Satu dalam pemikiran, sikap, dan perbuatan, untuk sama-sama membangun masa
depan kehidupan. Siwa-Lima adalah satu jiwa, satu rasa, dalam perbedaan sesama
orang Maluku. Disatukan karena telah berbeda domisili, berbeda agama, berbeda
oleh status sosial, politik, atau ekonomi, sebagai sesama orang Maluku
perbedaan dapat diintrodusir dan diminimalisir dalam falsafah Siwa-Lima.
Simbol konsep siwa-lima disarikan
dari peristiwa di masa lalu, dimana telah terjadi perseturuan pendapat terhadap
suatu kepentingan yang diselesaikan dengan saling berperang antara para
Kapitang di wilayah bagian barat pulau Seram. Masing-masing dalam
pengelompokan(pata) yaitu kelompok 9(sembilan-siwa)
kapitang (patasiwa), mana kelompok 5(lima) kapitang (patalima). Perbedaan
pendapat karena perbedaan sifat dan karakter individual para Kapitang, yang
juga berbeda kepentingan dan cara.
Perbedaan itu disepakati dengan
saling berpisah secara area pemukiman, kelompok patasiwa sendiri terpisah
dengan kelompok patalima, tetapi tetap satu jiwa oleh asal-usul darah/garis
silsilah keturunan yang masih berasal dari satu keluarga.
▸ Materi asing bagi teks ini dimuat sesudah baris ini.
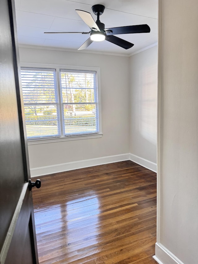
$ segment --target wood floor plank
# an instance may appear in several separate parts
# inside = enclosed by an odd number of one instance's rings
[[[157,263],[154,172],[127,161],[41,180],[32,189],[40,264]]]

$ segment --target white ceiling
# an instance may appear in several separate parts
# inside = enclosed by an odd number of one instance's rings
[[[157,0],[15,0],[19,43],[77,50],[89,35],[44,32],[89,32],[89,28],[75,9],[90,13],[96,21],[97,17],[92,6],[100,4],[105,6],[100,16],[105,28],[147,24],[151,32],[117,35],[134,44],[128,50],[104,41],[93,42],[85,50],[129,55],[157,42]]]

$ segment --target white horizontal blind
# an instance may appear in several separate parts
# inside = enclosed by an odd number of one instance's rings
[[[21,72],[28,138],[60,136],[55,70],[22,68]]]
[[[60,70],[66,136],[99,132],[96,74],[95,71]]]

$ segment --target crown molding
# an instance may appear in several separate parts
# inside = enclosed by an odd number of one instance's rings
[[[64,48],[55,48],[55,47],[46,47],[45,46],[33,46],[28,45],[19,45],[20,48],[28,48],[30,49],[38,49],[41,50],[59,50],[62,51],[69,51],[72,52],[77,52],[81,53],[92,53],[94,54],[99,54],[104,55],[111,55],[114,56],[122,56],[125,57],[129,57],[130,55],[129,54],[122,54],[119,53],[111,53],[109,52],[102,52],[101,51],[93,51],[91,50],[71,50]]]
[[[132,56],[135,55],[135,54],[137,54],[137,53],[139,53],[140,52],[141,52],[142,51],[144,51],[144,50],[148,50],[149,49],[150,49],[151,48],[153,48],[153,47],[155,47],[155,46],[157,46],[158,43],[156,42],[156,43],[154,43],[154,44],[152,44],[152,45],[150,45],[150,46],[148,46],[144,48],[143,49],[142,49],[141,50],[137,50],[137,51],[135,51],[133,53],[131,53],[129,55],[129,57],[130,57],[131,56]]]
[[[40,50],[59,50],[61,51],[69,51],[71,52],[77,52],[81,53],[90,53],[94,54],[99,54],[103,55],[111,55],[114,56],[121,56],[124,57],[130,57],[135,54],[137,54],[140,52],[141,52],[146,50],[150,49],[153,47],[157,46],[157,42],[152,44],[150,46],[146,47],[141,50],[139,50],[136,51],[131,53],[131,54],[122,54],[120,53],[111,53],[109,52],[102,52],[101,51],[93,51],[90,50],[71,50],[69,49],[64,49],[61,48],[55,48],[55,47],[46,47],[45,46],[34,46],[29,45],[19,45],[19,47],[20,48],[28,48],[29,49],[38,49]]]

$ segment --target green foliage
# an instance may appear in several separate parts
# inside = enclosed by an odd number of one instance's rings
[[[80,126],[95,126],[96,118],[94,115],[81,115],[68,117],[65,119],[65,124],[66,125]]]
[[[52,120],[51,120],[52,119]],[[32,115],[25,116],[26,121],[32,121],[27,122],[26,124],[28,125],[57,125],[57,116],[56,115]],[[41,120],[44,121],[41,121]]]

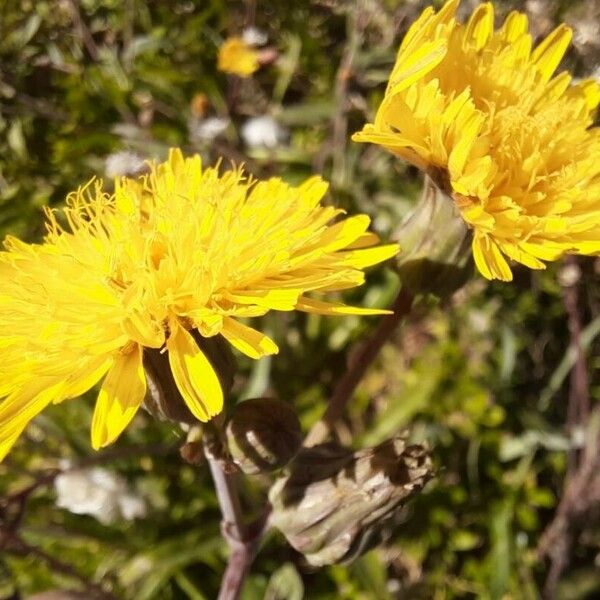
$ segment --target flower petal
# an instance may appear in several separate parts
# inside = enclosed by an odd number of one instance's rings
[[[279,352],[277,344],[270,337],[230,317],[223,320],[221,334],[232,346],[250,358],[258,359]]]
[[[171,322],[167,349],[185,403],[199,421],[209,421],[223,410],[223,390],[215,370],[191,334],[176,321]]]
[[[317,315],[390,315],[391,310],[380,308],[362,308],[360,306],[348,306],[339,302],[325,302],[302,296],[296,305],[297,310],[314,313]]]
[[[60,395],[62,387],[62,382],[52,385],[48,378],[40,377],[0,403],[0,462],[29,421]]]
[[[119,354],[104,379],[92,419],[92,447],[95,450],[114,442],[129,425],[146,395],[142,347],[135,344]]]

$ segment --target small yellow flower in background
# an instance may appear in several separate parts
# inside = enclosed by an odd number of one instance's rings
[[[258,70],[258,52],[242,38],[227,38],[219,48],[217,68],[224,73],[250,77]]]
[[[363,269],[398,251],[373,247],[369,218],[320,201],[318,177],[298,187],[219,175],[172,150],[139,179],[101,183],[47,212],[43,244],[7,238],[0,252],[0,459],[50,403],[103,384],[92,445],[115,440],[146,393],[145,348],[168,353],[192,414],[223,407],[212,365],[194,340],[222,335],[258,359],[275,343],[238,319],[270,310],[320,314],[385,311],[328,303],[307,292],[361,285]],[[59,224],[66,220],[67,226]]]
[[[375,122],[353,139],[384,146],[454,198],[488,279],[512,279],[506,257],[543,269],[600,252],[600,86],[553,76],[571,30],[532,48],[526,15],[494,31],[491,3],[466,25],[458,4],[412,25]]]

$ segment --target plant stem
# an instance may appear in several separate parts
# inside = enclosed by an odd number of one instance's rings
[[[404,317],[410,314],[413,301],[413,295],[406,289],[401,289],[396,300],[390,306],[393,313],[383,317],[371,337],[359,345],[357,351],[350,356],[348,368],[336,384],[325,414],[306,437],[305,446],[316,446],[327,439],[335,422],[344,414],[346,405],[368,368],[377,358],[385,343],[392,337],[396,327]]]
[[[265,529],[266,515],[250,525],[244,522],[237,488],[237,473],[229,472],[222,458],[221,442],[214,433],[207,433],[204,438],[204,454],[223,515],[221,532],[231,550],[218,600],[237,600],[258,551]]]

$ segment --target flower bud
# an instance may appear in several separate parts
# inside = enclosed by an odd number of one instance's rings
[[[229,344],[219,335],[203,337],[197,331],[190,332],[198,347],[204,352],[219,377],[223,395],[231,391],[235,374],[235,359]],[[144,408],[161,421],[175,421],[194,425],[198,419],[190,412],[173,379],[169,357],[154,348],[144,350],[144,371],[147,391]]]
[[[413,294],[444,297],[461,288],[472,269],[471,231],[450,195],[429,177],[423,195],[394,234],[402,283]]]
[[[296,413],[286,402],[272,398],[238,404],[225,433],[233,462],[248,475],[285,466],[302,444]]]
[[[349,562],[381,541],[431,476],[429,452],[400,437],[358,452],[305,448],[269,491],[271,524],[310,565]]]

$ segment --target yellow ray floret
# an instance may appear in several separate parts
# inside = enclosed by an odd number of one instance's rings
[[[242,38],[227,38],[219,48],[217,57],[219,71],[239,77],[250,77],[259,66],[258,52]]]
[[[338,220],[318,177],[292,187],[222,175],[171,151],[113,195],[92,183],[48,211],[42,244],[7,238],[0,252],[0,459],[48,404],[103,380],[92,445],[115,440],[146,394],[144,349],[168,354],[191,413],[223,407],[201,343],[222,335],[251,358],[270,338],[238,319],[269,310],[321,314],[385,311],[306,294],[360,285],[363,269],[397,252],[377,246],[364,215]],[[60,223],[66,223],[61,225]]]
[[[428,8],[412,25],[374,122],[353,139],[448,191],[488,279],[512,278],[507,258],[543,269],[565,253],[599,253],[600,86],[554,75],[571,30],[561,25],[533,48],[524,14],[494,30],[491,3],[466,25],[458,4]]]

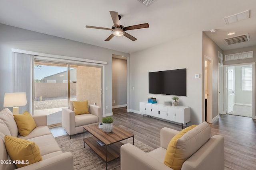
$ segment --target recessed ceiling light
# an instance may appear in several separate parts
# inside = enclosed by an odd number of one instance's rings
[[[214,33],[216,31],[216,29],[212,29],[210,30],[211,33]]]
[[[233,32],[233,33],[228,33],[228,35],[233,35],[233,34],[235,34],[235,33],[234,33],[234,32]]]

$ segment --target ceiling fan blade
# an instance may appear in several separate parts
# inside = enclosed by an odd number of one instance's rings
[[[131,30],[132,29],[139,29],[140,28],[148,28],[149,27],[148,23],[142,23],[141,24],[136,25],[135,25],[129,26],[124,27],[123,28],[124,31]]]
[[[108,41],[109,40],[111,39],[112,38],[113,38],[113,37],[114,36],[115,36],[115,35],[114,35],[113,34],[110,35],[110,36],[108,36],[108,38],[107,38],[107,39],[106,39],[105,40],[105,41]]]
[[[103,27],[94,27],[94,26],[86,25],[85,27],[86,27],[86,28],[96,28],[96,29],[106,29],[107,30],[110,30],[110,31],[113,29],[111,28],[104,28]]]
[[[114,26],[116,28],[120,27],[120,24],[119,24],[119,18],[118,18],[118,13],[114,11],[110,11],[110,13],[113,22],[114,23]]]
[[[136,38],[135,38],[132,35],[130,35],[129,34],[127,33],[125,33],[124,34],[124,35],[125,36],[126,36],[126,37],[127,37],[127,38],[130,39],[132,41],[134,41],[137,39]]]

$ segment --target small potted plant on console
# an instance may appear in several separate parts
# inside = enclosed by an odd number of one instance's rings
[[[114,122],[114,119],[112,117],[108,116],[103,117],[102,130],[103,131],[106,133],[111,132],[113,131],[113,122]]]
[[[173,105],[175,106],[178,106],[179,104],[179,101],[178,100],[179,100],[179,98],[177,96],[174,96],[172,98],[172,100],[174,101],[173,102]]]

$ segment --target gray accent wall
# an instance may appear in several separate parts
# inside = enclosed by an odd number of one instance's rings
[[[180,105],[191,107],[189,125],[202,122],[202,32],[131,54],[130,58],[131,111],[139,112],[140,102],[151,97],[159,103],[172,101],[173,96],[148,93],[148,72],[186,68],[187,96],[179,96]],[[196,74],[201,78],[195,78]]]
[[[127,63],[126,60],[113,58],[112,61],[113,106],[127,104]],[[115,103],[114,103],[114,101]]]
[[[108,62],[104,75],[108,90],[104,92],[108,109],[105,111],[112,113],[112,54],[129,57],[129,54],[0,24],[0,110],[4,93],[12,92],[12,48]]]

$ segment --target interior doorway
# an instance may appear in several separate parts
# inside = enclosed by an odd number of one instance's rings
[[[224,81],[223,64],[218,63],[218,114],[223,114],[223,81]]]
[[[224,113],[255,118],[254,63],[224,66]]]
[[[112,108],[127,106],[127,57],[113,55],[112,59]]]
[[[212,60],[204,56],[204,120],[212,123]]]

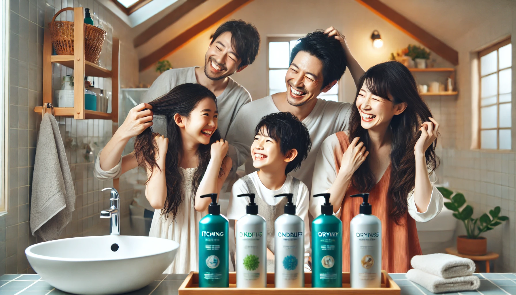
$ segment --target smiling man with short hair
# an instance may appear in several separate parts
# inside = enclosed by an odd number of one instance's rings
[[[241,20],[224,23],[213,34],[204,57],[204,69],[191,67],[166,71],[152,83],[141,102],[152,101],[178,85],[199,83],[217,97],[220,114],[218,130],[222,137],[225,137],[240,108],[251,101],[249,92],[230,76],[253,63],[260,43],[260,34],[252,24]],[[164,122],[155,119],[153,128],[163,131],[162,124]]]
[[[346,68],[353,80],[364,73],[353,57],[344,36],[333,27],[317,30],[298,40],[292,49],[290,66],[285,76],[286,92],[254,100],[240,108],[226,138],[238,153],[238,165],[250,159],[250,147],[254,128],[262,117],[278,112],[289,112],[304,123],[312,139],[312,149],[300,169],[292,176],[312,188],[315,158],[325,138],[347,129],[351,104],[317,98],[340,80]],[[246,164],[246,174],[255,170],[252,162]]]

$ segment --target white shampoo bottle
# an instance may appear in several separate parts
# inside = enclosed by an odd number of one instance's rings
[[[380,288],[382,272],[382,224],[371,214],[369,194],[363,198],[360,213],[349,225],[350,280],[351,288]]]
[[[258,215],[254,194],[249,197],[247,213],[236,223],[236,287],[267,287],[267,225]]]

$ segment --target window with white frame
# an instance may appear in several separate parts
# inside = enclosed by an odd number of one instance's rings
[[[481,149],[511,148],[512,50],[509,38],[478,53]]]
[[[0,128],[0,213],[7,209],[7,175],[6,172],[7,141],[6,134],[8,134],[9,123],[7,110],[9,110],[8,99],[9,90],[9,1],[2,1],[0,5],[0,120],[2,122]]]
[[[285,75],[290,66],[290,53],[299,37],[269,37],[268,45],[268,95],[287,91]],[[338,83],[317,97],[326,100],[338,101]]]

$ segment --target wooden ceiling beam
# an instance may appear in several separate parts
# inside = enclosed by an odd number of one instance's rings
[[[379,0],[356,1],[454,66],[459,64],[459,53],[457,51]]]
[[[156,22],[148,28],[142,32],[134,38],[133,43],[135,47],[138,47],[159,32],[172,25],[181,19],[183,15],[192,11],[194,8],[205,2],[206,0],[187,0],[169,13],[159,21]]]
[[[220,20],[231,14],[252,0],[232,0],[204,20],[190,27],[149,55],[139,60],[140,72],[150,67],[161,58],[179,49],[197,35],[209,28]]]

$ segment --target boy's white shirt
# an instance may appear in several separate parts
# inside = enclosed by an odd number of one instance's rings
[[[267,189],[262,183],[258,177],[257,172],[253,172],[249,175],[254,188],[256,191],[255,197],[259,197],[269,205],[275,205],[278,204],[282,198],[276,198],[275,195],[287,193],[290,192],[291,185],[292,184],[293,178],[290,175],[287,175],[287,178],[281,188],[276,191]],[[229,205],[228,207],[228,214],[226,217],[228,219],[238,220],[246,215],[246,206],[249,204],[249,198],[248,197],[237,197],[241,194],[248,193],[247,187],[241,179],[238,179],[233,185],[231,190],[231,197],[229,199]],[[308,188],[302,181],[299,183],[299,189],[296,197],[296,215],[299,216],[304,221],[304,257],[305,269],[308,267],[308,257],[310,257],[310,223],[308,220],[308,209],[310,203],[310,195]],[[238,225],[237,225],[238,226]]]

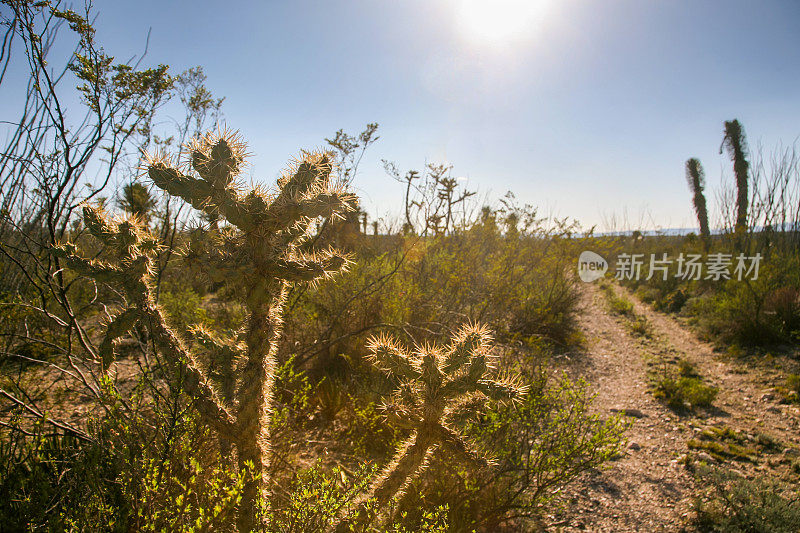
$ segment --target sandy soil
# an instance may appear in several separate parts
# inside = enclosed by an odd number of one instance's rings
[[[778,403],[772,385],[785,379],[779,365],[758,368],[723,358],[677,319],[614,288],[647,318],[650,338],[630,333],[625,319],[609,312],[598,287],[587,284],[579,315],[586,349],[562,362],[572,377],[591,384],[597,413],[626,413],[632,422],[627,449],[607,469],[587,473],[568,489],[567,507],[549,517],[548,530],[690,531],[698,487],[682,460],[687,441],[704,427],[725,425],[775,437],[788,448],[783,453],[794,456],[800,446],[800,410]],[[678,414],[654,399],[648,362],[673,357],[690,361],[706,382],[719,387],[714,408]],[[766,469],[767,460],[732,468],[751,476]]]

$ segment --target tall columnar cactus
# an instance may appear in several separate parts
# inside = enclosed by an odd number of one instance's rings
[[[343,218],[354,209],[355,197],[332,182],[328,154],[304,154],[294,172],[278,181],[275,195],[259,189],[240,193],[235,178],[243,163],[244,145],[234,135],[209,134],[191,147],[196,177],[163,158],[151,159],[148,174],[157,187],[230,224],[192,239],[187,260],[211,279],[229,284],[248,310],[242,342],[200,329],[195,333],[223,362],[220,381],[225,394],[233,395],[240,467],[252,465],[260,475],[260,482],[245,486],[238,521],[241,531],[250,531],[257,526],[255,502],[266,496],[273,367],[288,287],[314,282],[346,264],[333,250],[309,254],[300,246],[317,218]]]
[[[725,121],[725,137],[722,143],[733,161],[733,173],[736,176],[736,233],[741,236],[747,231],[750,163],[747,161],[747,140],[738,120]]]
[[[526,387],[515,379],[491,376],[491,344],[488,330],[479,326],[462,327],[447,346],[417,346],[413,351],[390,337],[370,339],[367,347],[371,363],[394,388],[384,410],[392,420],[412,430],[372,485],[369,497],[378,508],[403,494],[436,449],[472,464],[487,464],[447,419],[476,396],[508,401],[525,393]]]
[[[703,238],[703,244],[708,246],[710,238],[710,230],[708,228],[708,208],[706,207],[706,197],[703,194],[706,179],[703,166],[700,160],[694,157],[686,161],[686,182],[689,184],[689,190],[692,192],[692,204],[694,205],[694,212],[697,215],[697,222],[700,224],[700,236]]]
[[[300,246],[310,237],[315,219],[343,217],[354,208],[355,197],[332,182],[327,154],[303,154],[294,171],[278,181],[274,195],[259,189],[243,194],[235,178],[244,164],[244,145],[235,135],[208,134],[190,148],[197,176],[184,174],[161,157],[150,159],[148,174],[157,187],[183,198],[207,218],[229,223],[195,233],[185,259],[229,284],[248,310],[240,338],[223,338],[201,327],[186,332],[210,352],[208,370],[194,361],[155,305],[158,244],[137,220],[118,223],[97,208],[84,209],[86,226],[114,251],[117,264],[84,259],[74,244],[59,246],[54,253],[70,268],[118,286],[127,298],[128,306],[112,319],[100,346],[103,368],[113,361],[117,339],[142,323],[173,370],[185,376],[187,391],[206,422],[235,446],[240,468],[253,474],[244,487],[237,525],[240,531],[252,531],[260,528],[257,502],[268,485],[273,367],[287,289],[291,283],[338,272],[347,262],[333,250],[309,254]]]

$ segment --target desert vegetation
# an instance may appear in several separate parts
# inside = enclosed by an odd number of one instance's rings
[[[378,123],[248,175],[203,68],[95,14],[0,2],[0,531],[797,529],[794,146],[721,121],[723,187],[675,169],[696,234],[431,161],[370,218]]]

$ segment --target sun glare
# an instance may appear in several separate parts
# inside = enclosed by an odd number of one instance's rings
[[[457,20],[464,37],[480,45],[506,47],[535,36],[547,0],[459,0]]]

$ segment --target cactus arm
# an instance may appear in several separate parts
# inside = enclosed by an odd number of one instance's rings
[[[213,364],[219,367],[217,376],[222,396],[225,400],[233,402],[236,394],[236,379],[233,370],[244,350],[234,340],[220,339],[200,326],[192,327],[191,333],[198,344],[211,353]]]
[[[158,308],[145,310],[150,332],[158,346],[166,355],[167,364],[173,373],[182,373],[186,392],[197,402],[197,409],[206,422],[229,441],[236,441],[236,422],[228,412],[219,394],[200,370],[197,361],[183,347],[180,339],[172,332]]]
[[[327,154],[309,154],[307,160],[301,162],[291,176],[278,183],[281,192],[275,201],[281,203],[289,198],[302,197],[315,185],[327,185],[332,168]]]
[[[346,262],[347,259],[339,255],[318,254],[270,261],[265,270],[285,281],[314,281],[341,271]]]
[[[472,354],[485,352],[492,343],[489,330],[482,326],[463,326],[445,351],[442,371],[451,374],[469,362]]]
[[[447,450],[453,455],[464,459],[467,463],[471,463],[478,468],[485,468],[489,466],[489,460],[478,453],[475,448],[468,443],[456,431],[444,425],[435,426],[436,439],[441,442],[442,447],[440,450]]]
[[[512,379],[482,379],[477,383],[477,390],[486,397],[497,401],[517,400],[522,397],[528,387]]]
[[[115,283],[122,279],[122,271],[103,261],[94,259],[84,259],[72,253],[75,246],[72,244],[63,244],[50,248],[50,252],[62,259],[67,267],[75,272],[84,276],[94,278],[103,283]]]
[[[269,231],[296,224],[304,218],[343,218],[354,209],[355,196],[343,192],[321,192],[312,198],[286,198],[273,202],[264,217]]]
[[[156,187],[183,198],[195,209],[207,210],[213,204],[234,226],[243,229],[250,227],[247,213],[234,190],[216,189],[206,180],[186,176],[162,162],[150,165],[147,173]]]
[[[102,359],[103,372],[107,372],[111,363],[114,362],[114,347],[117,339],[125,335],[136,324],[139,318],[139,312],[135,308],[125,309],[123,312],[115,316],[106,328],[106,334],[103,341],[100,343],[99,353]]]
[[[392,337],[371,337],[367,341],[367,350],[372,365],[389,378],[408,380],[420,376],[409,354]]]
[[[401,447],[395,458],[378,477],[372,489],[372,498],[378,507],[384,506],[393,496],[402,496],[410,478],[420,471],[434,444],[427,431],[415,432]]]
[[[84,205],[83,223],[89,233],[97,237],[103,244],[113,246],[116,242],[115,224],[109,223],[101,207]]]

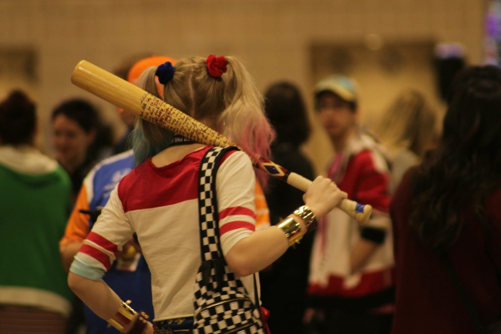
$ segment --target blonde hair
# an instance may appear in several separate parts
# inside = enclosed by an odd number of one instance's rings
[[[422,157],[437,135],[436,118],[424,95],[408,89],[392,103],[374,132],[390,155],[406,148]]]
[[[164,86],[164,100],[208,126],[222,128],[223,134],[251,156],[268,159],[275,135],[265,116],[263,96],[242,63],[233,57],[225,59],[227,70],[220,78],[209,74],[205,58],[178,60],[173,77]],[[143,89],[160,98],[155,85],[156,69],[146,70],[139,80]],[[170,131],[142,120],[136,129],[142,133],[140,141],[147,142],[138,147],[141,156],[136,163],[165,149],[172,140]],[[134,147],[135,155],[136,150]]]

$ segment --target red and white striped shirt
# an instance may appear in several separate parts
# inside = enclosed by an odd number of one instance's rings
[[[155,320],[193,315],[201,263],[198,170],[206,146],[161,167],[151,158],[124,177],[84,240],[70,269],[99,279],[133,233],[151,271]],[[221,159],[216,177],[219,233],[225,254],[255,229],[254,171],[242,152]],[[253,276],[241,277],[250,296]]]

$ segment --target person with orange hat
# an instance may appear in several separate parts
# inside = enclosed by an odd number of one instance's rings
[[[174,64],[176,61],[173,58],[164,56],[150,56],[142,58],[139,61],[136,62],[131,67],[127,66],[126,64],[124,66],[122,67],[126,67],[127,69],[125,73],[121,69],[119,69],[115,71],[115,74],[122,79],[126,79],[129,82],[135,85],[137,84],[139,76],[145,70],[150,66],[157,66],[158,64],[163,64],[165,62],[170,62],[172,64]],[[163,90],[159,89],[159,86],[161,84],[158,82],[158,80],[157,80],[156,84],[158,86],[158,91],[162,92]],[[118,109],[118,111],[120,113],[122,120],[127,126],[127,131],[115,145],[112,152],[113,154],[118,154],[130,149],[131,145],[129,138],[132,132],[132,129],[134,128],[134,124],[137,118],[134,114],[129,113],[122,108]]]
[[[135,63],[127,75],[129,82],[135,83],[145,70],[166,61],[174,63],[172,58],[152,56]],[[118,73],[117,73],[118,74]],[[156,83],[160,85],[159,82]],[[120,110],[122,119],[131,128],[135,116],[126,111]],[[122,141],[128,142],[128,133]],[[124,147],[126,147],[125,145]],[[101,209],[110,197],[110,193],[118,181],[134,168],[134,159],[131,149],[119,149],[121,153],[106,159],[97,165],[86,176],[77,198],[73,211],[67,223],[64,236],[60,242],[63,264],[68,270],[73,257],[82,245],[82,241],[90,232]],[[144,257],[139,251],[135,240],[124,246],[113,266],[103,278],[124,300],[134,300],[135,307],[153,314],[151,274]],[[87,334],[116,334],[119,332],[108,322],[84,306]]]
[[[137,84],[138,79],[145,70],[157,66],[166,62],[175,63],[175,60],[167,57],[151,56],[136,62],[127,73],[127,81]],[[160,95],[163,91],[158,79],[155,80],[157,89]],[[122,119],[129,127],[115,147],[116,153],[96,165],[88,174],[82,184],[66,226],[65,235],[60,242],[60,249],[63,265],[67,270],[78,252],[82,241],[89,235],[101,210],[110,197],[110,193],[118,182],[134,167],[133,154],[130,147],[129,135],[134,127],[137,117],[123,109],[119,112]],[[270,226],[269,210],[262,188],[256,180],[255,203],[256,205],[256,230],[263,229]],[[118,293],[124,300],[134,300],[136,309],[144,310],[152,317],[154,315],[152,306],[151,275],[139,245],[132,239],[124,246],[115,263],[104,277],[104,280]],[[133,282],[133,283],[130,283]],[[131,285],[132,284],[132,285]],[[121,289],[123,290],[123,294]],[[95,314],[87,306],[84,306],[88,334],[118,333],[113,327]]]

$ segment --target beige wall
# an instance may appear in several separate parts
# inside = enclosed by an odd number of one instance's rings
[[[81,59],[111,70],[138,51],[235,55],[246,61],[262,90],[289,79],[303,89],[311,105],[313,44],[358,43],[372,33],[394,40],[459,42],[468,59],[479,63],[483,8],[481,0],[0,0],[0,50],[36,53],[38,79],[29,89],[44,121],[41,143],[50,152],[47,119],[63,99],[91,98],[120,124],[114,108],[70,83]],[[7,88],[0,89],[3,97]],[[329,149],[316,123],[306,148],[320,169],[319,157]]]

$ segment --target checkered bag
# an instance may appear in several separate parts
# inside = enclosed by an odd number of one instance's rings
[[[198,210],[202,263],[194,288],[195,334],[265,332],[255,276],[255,303],[241,281],[228,267],[219,244],[216,173],[219,159],[232,149],[236,149],[210,148],[200,164]]]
Masih dapat disaksikan
saat ini, perbedaan itu, di mana negeri patasiwa(siwa taun) dan mana negeri patalima.
Hal ini tercermin dalam penataan
konstruksi bangunan Rumah Adat Baileu, yang menterjemahkan peristiwa sejarah
siwa-lima, melalui penataan jumlah tiang penyangga utama bangunan Baileu. Dalam
satu bangunan Baileu melambangkan penyatuan Negeri-negeri patasiwa dan
patalima, tetapi ada satu hal yang beda yaitu untuk Baileu patalima, yaitu tidak
berpanggung, lantai langsung menempel dengan tanah. Negeri-negeri patasiwa tetap
mempertahankan model tradisional Baileu dengan lantai berpanggung. Kecuali
lantai oleh patalima yang berbeda, lainnya utuh sama dengan Baileu patasiwa.
-
Material dan penataan Baileu
Konstruksi
Rumah Adat Baileu paling utama adalah tiang-tiang penyangga bangunan. Kebutuhan
tiang-tiang utama ditata dan disesuaikan dengan filosofi Baileu sebagai tempat
berhimpun dan bangunan lambang pemersatu masyarakat adat. Filosofi dalam struktur dan
komposisi masyarakat adat Maluku yang telah berkembang dan terjadi kesepakatan
bersama, yaitu konsep Siwa-Lima, dipadukan dalam satu kesatuan berbentuk satu bangunan
bersama yaitu Rumah Adat Baileu.
Material
terdiri dari ; Kayu balok dan papan, gaba-gaba(bilah pohon sagu/rumbia), atap
dari anyaman daun sagu, paku pen dari kayu, dan tali ijuk atau rotan, adalah material
utama bangunan Baileu.
Konsep
arsitektur Baileu mengambil tema filosofi Siwa-Lima, sebagai jalan tengah untuk
menata kembali nilai-nilai keakraban yang meletup di suatu periode dimasa lalu,
dengan filosofi dasar yang sudah sejak awal menyertai fungsi Baileu.
Filosofi
siwa-lima yang di lambangkan dengan jumlah tiang balok penyangga utama
sebanyak 24 batang, yang akan didirikan
di keempat sisi bangunan, 18 tiang di bagi sama jumlahnya untuk di bagian
selatan-utara, termasuk di empat sudut bangunan. 6(enam) tiang masing-masing
3(tiga) di timur dan sisanya di barat. Dengan berdirinya semua tiang akan dapat
dihitung dari sudut ke sudut setiap sisi mendapat angka 9(siwa) dan 5(lima).
-
Prosesi ritual dan pembangunan Baileu
Prosesi ritual dalam
tahapan-tahapannya tidak berbeda dari sebelumnya, sebagaimana dijelaskan di
atas pada pembangunan Baileu di masa lalu. Peran pimpinan adat sangat dominan
dalam mengatur urut-urutan prosesi ritual.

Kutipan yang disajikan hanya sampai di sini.